Analyses of AI’s societal impact note that AI systems can amplify existing biases and exacerbate inequality, and that sustainable deployment requires clean energy for data-centre operations, supporting the risk description in the report [S66] and [S64].
The transcript shows a clear convergence on the theme that AI must be governed inclusively and that India’s leadership in convening the summit is widely recognised. While most of the substantive policy proposals come from Antonio Guterres, the only other speaker aligns on the host country’s role, indicating limited but focused consensus.
Moderate consensus on inclusive AI governance and on acknowledging India’s leadership; the agreement is limited to a single shared point, suggesting that broader policy alignment will depend on further multistakeholder engagement.

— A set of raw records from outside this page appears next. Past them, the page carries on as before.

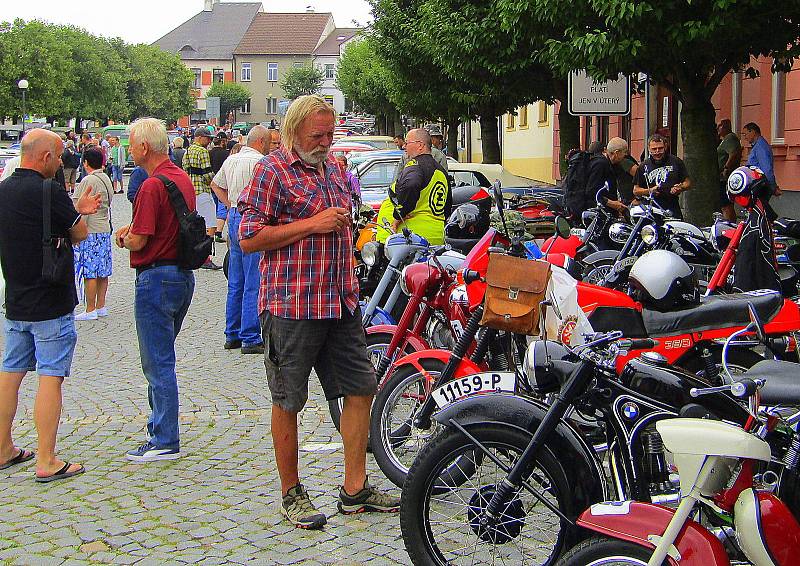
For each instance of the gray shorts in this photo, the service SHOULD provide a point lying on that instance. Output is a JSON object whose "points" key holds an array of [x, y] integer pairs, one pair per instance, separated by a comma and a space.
{"points": [[335, 348]]}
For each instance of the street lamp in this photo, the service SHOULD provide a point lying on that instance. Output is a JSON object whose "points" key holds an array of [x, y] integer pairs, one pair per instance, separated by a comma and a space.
{"points": [[23, 86]]}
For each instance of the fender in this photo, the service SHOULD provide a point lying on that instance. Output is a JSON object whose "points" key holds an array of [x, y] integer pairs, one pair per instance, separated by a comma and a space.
{"points": [[634, 522], [414, 340], [466, 367], [597, 256], [380, 316], [584, 472]]}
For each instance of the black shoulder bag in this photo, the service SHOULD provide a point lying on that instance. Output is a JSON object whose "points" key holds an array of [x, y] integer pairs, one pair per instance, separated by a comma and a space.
{"points": [[57, 264], [194, 243]]}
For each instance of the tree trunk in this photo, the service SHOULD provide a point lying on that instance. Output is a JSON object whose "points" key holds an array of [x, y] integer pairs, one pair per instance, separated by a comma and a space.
{"points": [[700, 155], [490, 141], [452, 137], [569, 135]]}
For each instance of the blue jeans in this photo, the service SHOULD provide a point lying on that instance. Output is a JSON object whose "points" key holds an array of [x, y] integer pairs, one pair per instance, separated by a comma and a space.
{"points": [[244, 280], [163, 295]]}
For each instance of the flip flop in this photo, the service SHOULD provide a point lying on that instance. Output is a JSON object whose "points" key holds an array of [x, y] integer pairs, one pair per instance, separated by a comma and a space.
{"points": [[61, 474], [23, 456]]}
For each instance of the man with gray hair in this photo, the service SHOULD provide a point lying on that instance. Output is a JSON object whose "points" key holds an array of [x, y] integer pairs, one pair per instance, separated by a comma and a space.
{"points": [[242, 329], [163, 288], [601, 172], [296, 210]]}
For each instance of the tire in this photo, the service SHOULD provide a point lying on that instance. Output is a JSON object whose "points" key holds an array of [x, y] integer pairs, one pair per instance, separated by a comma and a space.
{"points": [[376, 344], [601, 551], [395, 443], [522, 540], [739, 360]]}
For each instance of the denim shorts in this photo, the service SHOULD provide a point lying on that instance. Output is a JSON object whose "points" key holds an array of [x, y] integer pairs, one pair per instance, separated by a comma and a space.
{"points": [[46, 346], [335, 348]]}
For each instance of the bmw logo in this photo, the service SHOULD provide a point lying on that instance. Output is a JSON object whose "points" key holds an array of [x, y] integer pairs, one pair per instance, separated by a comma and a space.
{"points": [[630, 410]]}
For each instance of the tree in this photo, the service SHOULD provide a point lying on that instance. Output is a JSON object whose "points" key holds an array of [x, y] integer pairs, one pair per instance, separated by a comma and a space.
{"points": [[689, 47], [299, 81], [231, 96], [363, 78], [34, 51]]}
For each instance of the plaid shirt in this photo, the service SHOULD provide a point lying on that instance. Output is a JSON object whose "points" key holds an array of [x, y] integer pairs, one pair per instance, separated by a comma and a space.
{"points": [[197, 163], [313, 277]]}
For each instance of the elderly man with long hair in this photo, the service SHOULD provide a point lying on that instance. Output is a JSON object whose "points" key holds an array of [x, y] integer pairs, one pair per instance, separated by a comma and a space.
{"points": [[296, 210]]}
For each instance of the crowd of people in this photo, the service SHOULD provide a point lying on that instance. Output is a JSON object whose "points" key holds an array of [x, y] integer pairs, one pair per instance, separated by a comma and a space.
{"points": [[663, 176], [292, 291]]}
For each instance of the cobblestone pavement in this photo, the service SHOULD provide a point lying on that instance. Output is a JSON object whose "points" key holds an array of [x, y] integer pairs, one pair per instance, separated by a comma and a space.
{"points": [[219, 502]]}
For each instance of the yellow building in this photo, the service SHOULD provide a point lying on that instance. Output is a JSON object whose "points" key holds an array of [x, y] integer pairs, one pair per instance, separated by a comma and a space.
{"points": [[526, 142]]}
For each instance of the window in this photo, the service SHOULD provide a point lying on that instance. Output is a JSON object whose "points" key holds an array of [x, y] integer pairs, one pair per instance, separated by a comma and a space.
{"points": [[778, 107], [736, 102], [543, 113], [523, 116]]}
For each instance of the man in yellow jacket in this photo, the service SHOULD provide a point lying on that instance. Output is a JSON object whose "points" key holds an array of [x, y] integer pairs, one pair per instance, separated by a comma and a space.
{"points": [[420, 198]]}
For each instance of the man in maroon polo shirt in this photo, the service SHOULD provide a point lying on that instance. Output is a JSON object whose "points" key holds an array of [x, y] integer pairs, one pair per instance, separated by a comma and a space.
{"points": [[163, 290], [296, 210]]}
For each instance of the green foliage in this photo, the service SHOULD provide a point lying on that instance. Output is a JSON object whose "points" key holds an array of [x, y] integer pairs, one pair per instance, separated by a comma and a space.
{"points": [[363, 77], [299, 81], [231, 96], [75, 74]]}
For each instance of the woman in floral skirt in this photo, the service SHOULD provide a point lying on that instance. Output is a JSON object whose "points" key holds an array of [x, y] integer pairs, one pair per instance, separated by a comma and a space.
{"points": [[93, 255]]}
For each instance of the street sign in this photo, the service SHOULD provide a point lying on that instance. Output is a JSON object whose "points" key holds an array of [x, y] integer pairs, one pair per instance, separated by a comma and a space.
{"points": [[212, 107], [588, 97]]}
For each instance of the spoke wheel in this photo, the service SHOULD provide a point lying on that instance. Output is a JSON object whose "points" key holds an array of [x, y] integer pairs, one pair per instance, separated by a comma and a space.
{"points": [[445, 521]]}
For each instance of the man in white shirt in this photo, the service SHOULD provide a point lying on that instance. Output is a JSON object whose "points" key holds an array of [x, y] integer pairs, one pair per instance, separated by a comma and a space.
{"points": [[242, 327]]}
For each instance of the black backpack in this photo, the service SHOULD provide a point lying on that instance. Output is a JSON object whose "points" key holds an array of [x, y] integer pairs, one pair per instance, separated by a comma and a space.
{"points": [[577, 195], [194, 244]]}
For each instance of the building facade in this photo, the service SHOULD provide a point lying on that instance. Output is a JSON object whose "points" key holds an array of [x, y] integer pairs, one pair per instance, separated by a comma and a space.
{"points": [[209, 54], [273, 44]]}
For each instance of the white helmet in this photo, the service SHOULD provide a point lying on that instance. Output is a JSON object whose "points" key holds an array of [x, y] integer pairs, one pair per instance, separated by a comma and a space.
{"points": [[662, 281]]}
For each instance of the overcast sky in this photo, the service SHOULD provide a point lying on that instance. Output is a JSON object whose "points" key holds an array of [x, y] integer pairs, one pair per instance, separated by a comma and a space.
{"points": [[144, 21]]}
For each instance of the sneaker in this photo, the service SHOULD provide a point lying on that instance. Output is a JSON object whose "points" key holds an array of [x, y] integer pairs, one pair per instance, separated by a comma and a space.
{"points": [[298, 509], [366, 500], [210, 265], [87, 316], [149, 452], [253, 349]]}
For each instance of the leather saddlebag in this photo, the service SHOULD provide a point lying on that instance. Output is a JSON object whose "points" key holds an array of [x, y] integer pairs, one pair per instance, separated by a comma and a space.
{"points": [[515, 288]]}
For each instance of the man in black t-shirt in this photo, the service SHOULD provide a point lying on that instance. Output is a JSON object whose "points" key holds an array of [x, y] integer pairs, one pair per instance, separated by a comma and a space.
{"points": [[663, 174], [39, 328]]}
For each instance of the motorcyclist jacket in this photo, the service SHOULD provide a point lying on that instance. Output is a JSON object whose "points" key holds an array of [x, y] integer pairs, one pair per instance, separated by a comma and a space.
{"points": [[420, 198]]}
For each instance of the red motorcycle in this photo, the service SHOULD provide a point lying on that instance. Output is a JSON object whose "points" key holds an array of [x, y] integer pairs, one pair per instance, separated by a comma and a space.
{"points": [[691, 338]]}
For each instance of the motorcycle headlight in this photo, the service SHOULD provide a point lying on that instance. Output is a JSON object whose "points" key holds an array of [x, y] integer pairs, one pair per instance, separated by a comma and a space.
{"points": [[649, 234], [369, 253], [404, 282]]}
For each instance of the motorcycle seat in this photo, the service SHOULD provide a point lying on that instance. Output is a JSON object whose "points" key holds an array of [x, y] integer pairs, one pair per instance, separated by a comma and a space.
{"points": [[716, 311], [782, 385]]}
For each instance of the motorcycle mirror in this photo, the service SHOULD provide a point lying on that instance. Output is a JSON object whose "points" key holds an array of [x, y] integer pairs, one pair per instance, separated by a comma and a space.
{"points": [[498, 196], [562, 227], [755, 322]]}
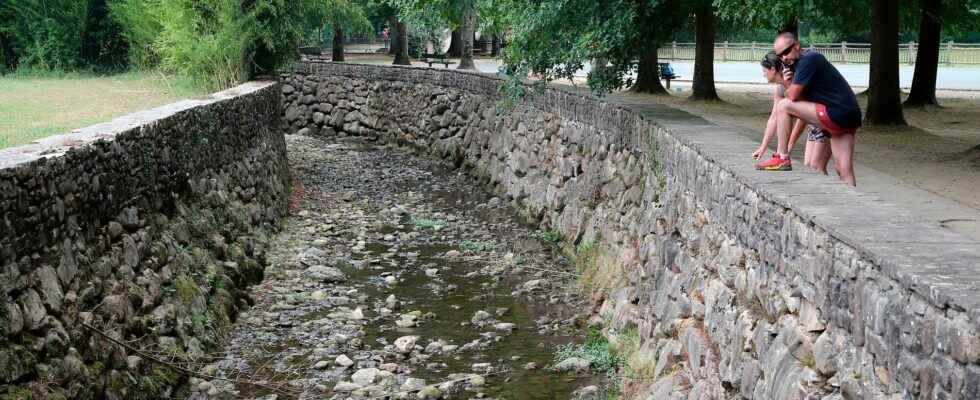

The transcript shows strong convergence on the principle that AI should be a global public good and that safeguards for human rights, especially child protection, are essential. No explicit conflict is voiced between the two speakers; the only divergence is in the means to achieve inclusivity—Speaker 1 emphasizes India’s summit leadership, whereas Guterres proposes UN‑anchored multistakeholder dialogue and a dedicated global fund.
Minimal direct disagreement; the discussion is largely complementary. The implication is that while political leaders may champion national initiatives, the UN seeks to institutionalize inclusive AI governance and financing, suggesting a need for coordination between host‑country efforts and global mechanisms.
The discussion was shaped primarily by Antonio Guterres’s remarks, each of which introduced a new dimension—institutional governance, inclusive dialogue, financing, developmental benefits, environmental sustainability, human rights, and a unifying ethical vision. These comments acted as turning points that moved the conversation from a generic endorsement of AI toward concrete, multilateral actions and responsibilities. By repeatedly linking AI to the UN’s broader agenda and framing challenges as solvable through collective, well‑funded effort, the remarks deepened the dialogue, broadened its scope, and set a collaborative, values‑centered agenda for the summit.
Disclaimer: This is not an official session record. DiploAI generates these resources from audiovisual recordings, and they are presented as-is, including potential errors. Due to logistical challenges, such as discrepancies in audio/video or transcripts, names may be misspelled. We strive for accuracy to the best of our ability.